The Democratic Socialist Federation was founded by members of the Social Democratic Federation who had opposed the latter's 1956 reunification with the Socialist Party of America in 1956.

The Federation merged with the Socialist Party in March 1972. In December of that year, the Socialist Party–Social Democratic Federation voted to change its name to Social Democrats, USA.

==Convention of December 1972==
In its 1972 Convention, the Socialist Party had two Co-Chairmen, Bayard Rustin and Charles S. Zimmerman (of the International Ladies Garment Workers' Union, ILGWU) and a First National Vice Chairman, James S. Glaser, who were re-elected by acclamation.

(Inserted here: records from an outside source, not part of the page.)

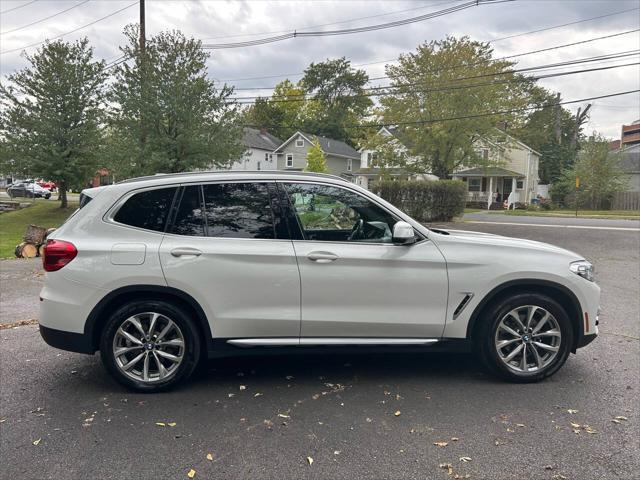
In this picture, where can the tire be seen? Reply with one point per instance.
(181, 341)
(495, 343)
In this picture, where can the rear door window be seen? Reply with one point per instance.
(238, 210)
(148, 210)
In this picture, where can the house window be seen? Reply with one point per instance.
(474, 184)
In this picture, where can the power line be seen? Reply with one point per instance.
(466, 117)
(18, 7)
(70, 31)
(620, 12)
(556, 47)
(613, 56)
(45, 18)
(332, 23)
(348, 31)
(473, 85)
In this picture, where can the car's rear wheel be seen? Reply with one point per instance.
(525, 338)
(150, 345)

The Party changed its name to "Social Democrats, USA" by a vote of 73 to 34. Changing the name of the Socialist Party to "Social Democrats USA" was intended to be "realistic." The New York Times observed that the Socialist Party had last sponsored a candidate for President in 1956, who received only 2,121 votes, which were cast in only six states. Because the Socialist Party no longer sponsored candidates in Presidential elections, continued use of the name "Party" was "misleading" and hindered the recruiting of activists who participated in the Democratic Party, according to the majority report. The name "Socialist" was replaced by "Social Democrats" because many American associated the word "socialism" with Soviet communism. Moreover, the organization sought to distinguish itself from two small Marxist parties.